Barriers to Embryonic Stem Cell Treatments

Embryonic stem cells are widely touted as having the potential to cure serious diseases and heal devastating injuries. Embryonic stem cells are obtained initially by destroying embryos and, theoretically, can then be reproduced indefinitely. Embryonic stem cell therapies are currently not available to treat any human diseases or injuries. While research is ongoing and clinical trials are beginning, there are certain hurdles that have so far limited the potential of embryonic stem cells.

Any embryonic stem cells that may currently be used in a treatment have a different genetic makeup than the patient. Because they come from a genetically distinct donor, they are sometimes called heterologous stem cells or allogenic stem cells. The problem with heterologous stem cell transplants is the same as with any other heterologous tissue or organ transplant. The patient's immune system sees these genetically distinct cells as foreign and treats them as invaders. This phenomenon is called immune system rejection.

In organ transplants, immune system rejection requires the use of powerful anti-rejection drugs. Side effects of anti-rejection drugs can include high blood pressure, kidney and liver toxicity, and increased susceptibility to infection, depending on which drugs are used (Peters 2003). Treatments using transplants of heterologous stem cells would likely require the use of anti-rejection drugs, just as with organ transplants. In this case, the risks of the medications must be compared with the benefits of treatment.

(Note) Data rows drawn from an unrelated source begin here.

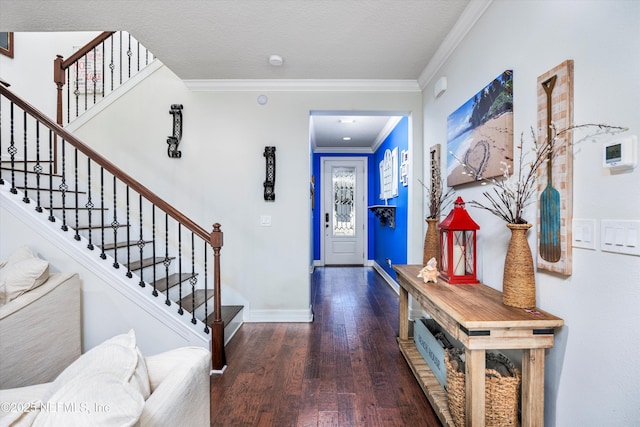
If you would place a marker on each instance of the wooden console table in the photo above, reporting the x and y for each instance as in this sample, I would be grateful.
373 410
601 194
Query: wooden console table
475 315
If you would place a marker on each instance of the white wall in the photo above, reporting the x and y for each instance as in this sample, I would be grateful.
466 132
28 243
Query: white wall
219 177
592 373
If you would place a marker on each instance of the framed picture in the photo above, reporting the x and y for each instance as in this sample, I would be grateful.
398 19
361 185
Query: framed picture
480 134
6 44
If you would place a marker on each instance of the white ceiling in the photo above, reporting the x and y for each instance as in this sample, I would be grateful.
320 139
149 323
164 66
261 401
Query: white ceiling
347 40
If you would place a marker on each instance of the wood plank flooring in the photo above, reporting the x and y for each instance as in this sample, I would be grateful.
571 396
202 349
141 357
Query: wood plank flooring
344 369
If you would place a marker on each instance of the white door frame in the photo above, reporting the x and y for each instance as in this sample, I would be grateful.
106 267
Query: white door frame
365 229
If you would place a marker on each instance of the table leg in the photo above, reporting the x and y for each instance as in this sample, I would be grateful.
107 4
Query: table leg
474 387
404 314
533 387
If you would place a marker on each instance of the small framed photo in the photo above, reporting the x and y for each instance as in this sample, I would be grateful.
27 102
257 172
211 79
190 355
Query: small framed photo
6 44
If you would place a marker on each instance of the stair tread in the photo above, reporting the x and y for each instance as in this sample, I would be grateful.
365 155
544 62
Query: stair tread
173 279
73 208
55 190
110 246
228 313
198 298
147 262
97 227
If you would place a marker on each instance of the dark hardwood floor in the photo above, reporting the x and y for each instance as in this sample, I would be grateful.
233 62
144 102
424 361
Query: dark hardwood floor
344 369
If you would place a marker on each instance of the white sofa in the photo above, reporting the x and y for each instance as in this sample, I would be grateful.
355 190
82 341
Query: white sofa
178 396
44 381
40 332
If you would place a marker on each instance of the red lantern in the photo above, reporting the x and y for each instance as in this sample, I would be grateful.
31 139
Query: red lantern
458 246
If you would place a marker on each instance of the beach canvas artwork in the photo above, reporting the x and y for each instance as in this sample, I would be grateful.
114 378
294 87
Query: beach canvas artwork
480 134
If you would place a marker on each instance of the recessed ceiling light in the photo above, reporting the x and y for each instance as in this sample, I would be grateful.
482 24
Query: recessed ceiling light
276 60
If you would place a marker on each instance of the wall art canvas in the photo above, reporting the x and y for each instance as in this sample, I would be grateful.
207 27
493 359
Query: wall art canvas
555 178
480 134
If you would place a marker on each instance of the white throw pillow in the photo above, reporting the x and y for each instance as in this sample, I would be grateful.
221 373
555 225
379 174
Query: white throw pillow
117 361
94 399
22 272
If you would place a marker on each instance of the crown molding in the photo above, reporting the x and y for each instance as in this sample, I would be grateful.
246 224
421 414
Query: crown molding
461 28
302 85
384 133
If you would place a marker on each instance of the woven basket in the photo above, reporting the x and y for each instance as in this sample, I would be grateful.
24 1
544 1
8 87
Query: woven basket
502 389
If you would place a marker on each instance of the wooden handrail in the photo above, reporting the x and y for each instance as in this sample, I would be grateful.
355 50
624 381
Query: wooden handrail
85 49
107 165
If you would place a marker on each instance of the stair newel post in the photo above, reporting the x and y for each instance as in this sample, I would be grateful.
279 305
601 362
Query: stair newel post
60 81
217 328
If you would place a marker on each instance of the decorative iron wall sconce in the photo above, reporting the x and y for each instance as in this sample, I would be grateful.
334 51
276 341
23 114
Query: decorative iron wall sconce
174 140
385 213
270 181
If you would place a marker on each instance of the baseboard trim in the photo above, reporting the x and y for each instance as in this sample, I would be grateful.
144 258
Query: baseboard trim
390 280
280 316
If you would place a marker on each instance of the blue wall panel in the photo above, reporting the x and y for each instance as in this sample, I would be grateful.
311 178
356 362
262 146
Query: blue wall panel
391 243
383 242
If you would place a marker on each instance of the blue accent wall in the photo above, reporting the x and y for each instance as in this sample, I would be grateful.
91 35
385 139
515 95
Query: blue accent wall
383 242
391 243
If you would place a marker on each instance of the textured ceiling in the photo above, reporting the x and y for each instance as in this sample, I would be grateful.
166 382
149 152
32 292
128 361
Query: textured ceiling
233 39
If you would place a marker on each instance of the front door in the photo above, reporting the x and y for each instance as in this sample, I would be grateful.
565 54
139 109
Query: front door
344 210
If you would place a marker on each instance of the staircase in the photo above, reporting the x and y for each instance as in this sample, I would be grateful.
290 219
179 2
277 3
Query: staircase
141 236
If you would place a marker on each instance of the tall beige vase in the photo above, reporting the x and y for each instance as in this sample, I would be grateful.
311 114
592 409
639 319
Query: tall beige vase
519 281
431 241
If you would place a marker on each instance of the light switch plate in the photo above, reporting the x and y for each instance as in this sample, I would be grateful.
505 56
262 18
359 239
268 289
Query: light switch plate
584 233
620 236
265 220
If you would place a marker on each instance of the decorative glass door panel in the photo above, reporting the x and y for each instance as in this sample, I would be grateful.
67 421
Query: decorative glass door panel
344 209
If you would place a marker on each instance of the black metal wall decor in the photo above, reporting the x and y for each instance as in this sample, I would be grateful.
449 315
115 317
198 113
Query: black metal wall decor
174 140
270 181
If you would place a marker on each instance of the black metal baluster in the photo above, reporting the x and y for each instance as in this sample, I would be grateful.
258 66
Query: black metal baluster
69 95
12 150
38 168
180 311
102 72
153 236
94 77
51 137
76 92
167 260
102 254
114 225
141 244
206 299
1 173
112 65
86 86
89 205
77 205
193 280
24 155
129 274
120 33
63 186
129 53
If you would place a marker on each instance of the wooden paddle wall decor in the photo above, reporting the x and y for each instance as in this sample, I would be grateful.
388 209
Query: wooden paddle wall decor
555 178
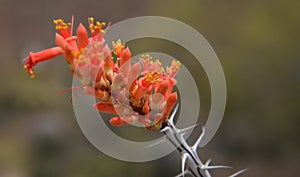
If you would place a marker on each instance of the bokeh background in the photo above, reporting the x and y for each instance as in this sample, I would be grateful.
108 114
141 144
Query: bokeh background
257 42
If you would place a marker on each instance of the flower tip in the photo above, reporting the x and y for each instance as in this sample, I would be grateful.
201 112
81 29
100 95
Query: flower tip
125 56
117 121
82 36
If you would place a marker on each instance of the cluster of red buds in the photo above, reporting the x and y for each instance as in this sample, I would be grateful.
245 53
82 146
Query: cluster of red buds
139 92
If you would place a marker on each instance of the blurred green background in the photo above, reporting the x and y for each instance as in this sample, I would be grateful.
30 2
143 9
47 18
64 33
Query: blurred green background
257 42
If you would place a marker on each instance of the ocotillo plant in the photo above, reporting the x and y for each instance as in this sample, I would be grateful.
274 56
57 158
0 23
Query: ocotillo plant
134 93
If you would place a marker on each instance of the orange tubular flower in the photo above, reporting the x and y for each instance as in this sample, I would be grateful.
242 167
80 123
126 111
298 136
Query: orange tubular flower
138 93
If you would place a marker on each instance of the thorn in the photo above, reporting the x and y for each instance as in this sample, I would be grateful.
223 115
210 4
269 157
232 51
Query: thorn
213 167
156 143
239 172
183 158
184 130
196 145
165 129
207 162
171 119
185 172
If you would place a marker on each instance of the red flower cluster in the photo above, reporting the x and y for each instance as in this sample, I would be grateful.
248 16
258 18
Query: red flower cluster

The problems of immune system rejection can only be overcome in humans through the use of therapeutic cloning. Therapeutic cloning has so far not been successful in humans. In addition, bioethicists have raised significant ethical objections to human cloning which must be resolved.

Much of the current research on embryonic stem cells has been done on mice. In mice, researchers have the advantage of being able to use syngenic stem cells — that is, embryonic stem cells with the same genetic makeup as the host — due to the extensive selective breeding that has been done on laboratory mice.

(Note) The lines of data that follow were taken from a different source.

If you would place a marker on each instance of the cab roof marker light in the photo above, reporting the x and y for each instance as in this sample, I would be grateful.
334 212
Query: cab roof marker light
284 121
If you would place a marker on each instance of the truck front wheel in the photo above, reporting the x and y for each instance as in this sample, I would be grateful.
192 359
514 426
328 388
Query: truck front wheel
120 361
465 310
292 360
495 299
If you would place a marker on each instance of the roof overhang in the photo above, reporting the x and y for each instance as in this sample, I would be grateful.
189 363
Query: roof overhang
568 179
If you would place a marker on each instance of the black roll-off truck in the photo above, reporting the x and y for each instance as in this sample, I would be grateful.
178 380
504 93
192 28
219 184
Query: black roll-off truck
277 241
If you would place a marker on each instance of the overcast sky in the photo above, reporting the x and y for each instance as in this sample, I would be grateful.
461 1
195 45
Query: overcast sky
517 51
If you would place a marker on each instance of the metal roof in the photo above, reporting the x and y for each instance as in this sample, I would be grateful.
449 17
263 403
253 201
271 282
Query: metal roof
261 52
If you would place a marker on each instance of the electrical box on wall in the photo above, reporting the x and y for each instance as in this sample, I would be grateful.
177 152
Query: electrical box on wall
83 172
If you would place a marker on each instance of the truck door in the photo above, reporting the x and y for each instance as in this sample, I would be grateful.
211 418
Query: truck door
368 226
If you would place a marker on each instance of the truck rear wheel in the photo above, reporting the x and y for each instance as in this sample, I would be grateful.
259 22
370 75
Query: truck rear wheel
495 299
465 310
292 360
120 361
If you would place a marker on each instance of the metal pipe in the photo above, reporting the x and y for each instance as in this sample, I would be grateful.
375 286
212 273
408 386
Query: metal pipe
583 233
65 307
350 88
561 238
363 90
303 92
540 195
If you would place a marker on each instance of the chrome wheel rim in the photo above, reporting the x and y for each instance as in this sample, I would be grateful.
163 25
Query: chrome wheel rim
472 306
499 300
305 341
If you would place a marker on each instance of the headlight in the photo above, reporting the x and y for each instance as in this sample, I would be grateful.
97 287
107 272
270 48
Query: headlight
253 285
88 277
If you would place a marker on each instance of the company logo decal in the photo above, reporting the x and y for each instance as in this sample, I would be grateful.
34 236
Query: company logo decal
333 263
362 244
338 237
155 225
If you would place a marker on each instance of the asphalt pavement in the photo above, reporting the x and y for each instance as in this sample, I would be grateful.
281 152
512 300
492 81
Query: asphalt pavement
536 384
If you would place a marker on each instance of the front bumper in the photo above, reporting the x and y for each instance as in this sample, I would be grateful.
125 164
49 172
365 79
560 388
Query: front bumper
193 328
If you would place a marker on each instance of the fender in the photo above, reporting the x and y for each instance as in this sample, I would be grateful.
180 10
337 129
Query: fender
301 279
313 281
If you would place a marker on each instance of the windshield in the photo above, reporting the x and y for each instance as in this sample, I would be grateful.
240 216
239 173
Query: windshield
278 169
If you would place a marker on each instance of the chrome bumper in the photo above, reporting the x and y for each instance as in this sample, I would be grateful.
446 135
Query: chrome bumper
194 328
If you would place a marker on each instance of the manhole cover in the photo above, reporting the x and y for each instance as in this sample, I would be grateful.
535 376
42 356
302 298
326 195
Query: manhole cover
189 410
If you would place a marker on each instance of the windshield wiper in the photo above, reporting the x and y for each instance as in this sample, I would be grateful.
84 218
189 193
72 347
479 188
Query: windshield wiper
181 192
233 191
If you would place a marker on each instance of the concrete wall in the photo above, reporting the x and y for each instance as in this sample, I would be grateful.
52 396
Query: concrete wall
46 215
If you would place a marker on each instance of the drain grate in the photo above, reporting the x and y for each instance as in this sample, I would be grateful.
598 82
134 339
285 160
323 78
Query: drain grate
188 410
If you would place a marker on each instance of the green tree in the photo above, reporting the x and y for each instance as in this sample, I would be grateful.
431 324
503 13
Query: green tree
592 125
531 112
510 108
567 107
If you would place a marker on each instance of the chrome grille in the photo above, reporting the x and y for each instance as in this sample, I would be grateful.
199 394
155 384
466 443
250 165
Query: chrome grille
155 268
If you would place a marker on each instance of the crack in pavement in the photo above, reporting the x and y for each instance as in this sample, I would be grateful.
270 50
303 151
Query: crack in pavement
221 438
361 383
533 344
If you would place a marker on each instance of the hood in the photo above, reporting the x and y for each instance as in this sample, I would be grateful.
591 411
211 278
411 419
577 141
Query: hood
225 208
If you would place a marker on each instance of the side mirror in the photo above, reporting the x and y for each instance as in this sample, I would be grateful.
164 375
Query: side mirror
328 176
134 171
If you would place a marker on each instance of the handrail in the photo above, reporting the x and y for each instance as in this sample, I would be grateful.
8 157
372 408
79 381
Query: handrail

With syngenic embryonic stem cells, researchers have had great difficulty causing the stem cells to differentiate properly. For example (Nussbaum 2007), in experimental heart disease treatment, the goal of the research is to cause the stem cells to become heart muscle cells, but doing this in vivo (that is, inside the body) has been challenging. Instead, the stem cells form masses of undifferentiated cells. These non-cancerous tumors are called teratomas. Even when placed in injured heart tissue, which hypothetically should give chemical cues to the stem cells to become heart muscle cells, the stem cells instead form teratomas. Research continues on how to solve this significant problem.

With allogenic embryonic stem cells, the teratomas are eliminated by the immune system and therefore do not cause problems. Unfortunately, they also do not help treat the disease they are intended to treat.

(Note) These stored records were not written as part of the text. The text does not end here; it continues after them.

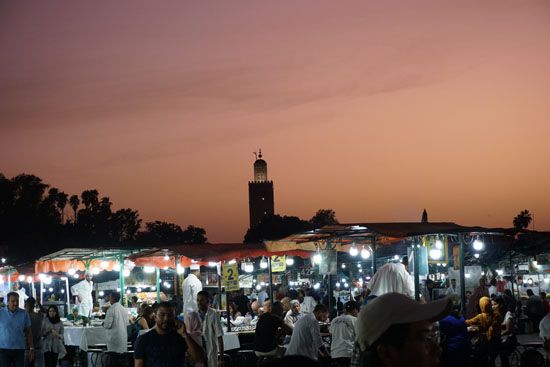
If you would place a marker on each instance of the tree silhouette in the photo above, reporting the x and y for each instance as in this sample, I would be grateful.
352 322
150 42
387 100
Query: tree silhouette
323 217
274 227
522 220
74 202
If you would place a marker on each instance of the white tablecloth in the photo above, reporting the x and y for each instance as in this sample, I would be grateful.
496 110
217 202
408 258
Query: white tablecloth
230 340
82 337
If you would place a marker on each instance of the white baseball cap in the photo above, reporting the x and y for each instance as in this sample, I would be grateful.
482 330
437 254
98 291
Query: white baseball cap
395 308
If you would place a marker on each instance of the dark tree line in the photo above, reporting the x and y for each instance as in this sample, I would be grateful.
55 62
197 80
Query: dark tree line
273 227
36 219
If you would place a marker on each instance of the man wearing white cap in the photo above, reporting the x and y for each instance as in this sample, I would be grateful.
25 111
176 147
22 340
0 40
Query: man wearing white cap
394 330
191 288
83 293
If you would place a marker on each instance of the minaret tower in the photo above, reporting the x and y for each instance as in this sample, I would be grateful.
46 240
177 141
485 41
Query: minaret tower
260 192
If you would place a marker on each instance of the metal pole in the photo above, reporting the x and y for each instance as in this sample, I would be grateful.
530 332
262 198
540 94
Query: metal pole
373 255
121 280
270 281
416 271
176 277
462 273
68 298
157 270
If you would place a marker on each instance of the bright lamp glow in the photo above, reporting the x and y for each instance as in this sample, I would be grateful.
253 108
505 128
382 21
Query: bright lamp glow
435 254
317 258
478 244
249 267
263 263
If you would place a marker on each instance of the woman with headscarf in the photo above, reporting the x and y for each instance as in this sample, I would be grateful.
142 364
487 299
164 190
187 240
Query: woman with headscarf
294 314
484 325
193 325
52 337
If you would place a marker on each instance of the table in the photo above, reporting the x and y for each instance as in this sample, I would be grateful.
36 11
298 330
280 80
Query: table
230 340
83 337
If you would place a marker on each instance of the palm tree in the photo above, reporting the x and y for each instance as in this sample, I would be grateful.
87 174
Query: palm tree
74 202
61 204
522 220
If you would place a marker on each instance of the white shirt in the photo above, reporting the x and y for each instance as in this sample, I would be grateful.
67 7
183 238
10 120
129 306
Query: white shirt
22 297
211 331
342 329
83 290
306 338
191 287
544 328
116 321
392 278
308 304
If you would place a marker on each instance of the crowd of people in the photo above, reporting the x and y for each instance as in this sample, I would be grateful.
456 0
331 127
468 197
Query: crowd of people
384 326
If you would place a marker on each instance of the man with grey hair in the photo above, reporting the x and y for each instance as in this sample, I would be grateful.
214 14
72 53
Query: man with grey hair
294 314
394 330
83 292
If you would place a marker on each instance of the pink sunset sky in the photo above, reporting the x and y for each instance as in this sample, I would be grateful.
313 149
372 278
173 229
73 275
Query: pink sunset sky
376 109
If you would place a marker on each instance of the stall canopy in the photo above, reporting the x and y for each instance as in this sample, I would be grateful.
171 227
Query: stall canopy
343 235
81 259
207 252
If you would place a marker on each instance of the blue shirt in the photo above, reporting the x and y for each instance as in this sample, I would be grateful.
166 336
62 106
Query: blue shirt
12 328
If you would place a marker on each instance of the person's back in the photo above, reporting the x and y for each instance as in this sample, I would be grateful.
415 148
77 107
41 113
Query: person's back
342 329
116 320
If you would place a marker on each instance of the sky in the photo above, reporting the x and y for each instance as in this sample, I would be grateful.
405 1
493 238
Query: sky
376 109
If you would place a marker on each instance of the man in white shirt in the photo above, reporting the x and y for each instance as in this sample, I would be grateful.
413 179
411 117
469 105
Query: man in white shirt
116 321
342 329
22 294
392 278
306 338
83 293
211 330
453 291
191 288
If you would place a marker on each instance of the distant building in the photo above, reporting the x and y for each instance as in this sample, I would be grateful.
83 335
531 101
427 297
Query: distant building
260 193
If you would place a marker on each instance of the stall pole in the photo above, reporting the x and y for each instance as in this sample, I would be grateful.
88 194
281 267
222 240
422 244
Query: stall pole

• Thomas Peters, M.D. "Transplant Drugs: Medicines That Prevent Rejection." aakpRENALIFE (newsletter) 2003 November;19:3.
• Jeannette Nussbaum, Elina Minami, Michael Laflamme, Jitka Virag, Carol Ware, Amanda Masino, Veronica Muskheli, Lil Pabon, Hans Reinecke, and Charles Murry. "Transplantation of undifferentiated murine embryonic stem cells in the heart: teratoma formation and immune response." The FASEB Journal (Journal of the Federation of American Societies for Experimental Biology) 2007;21:1345-1357.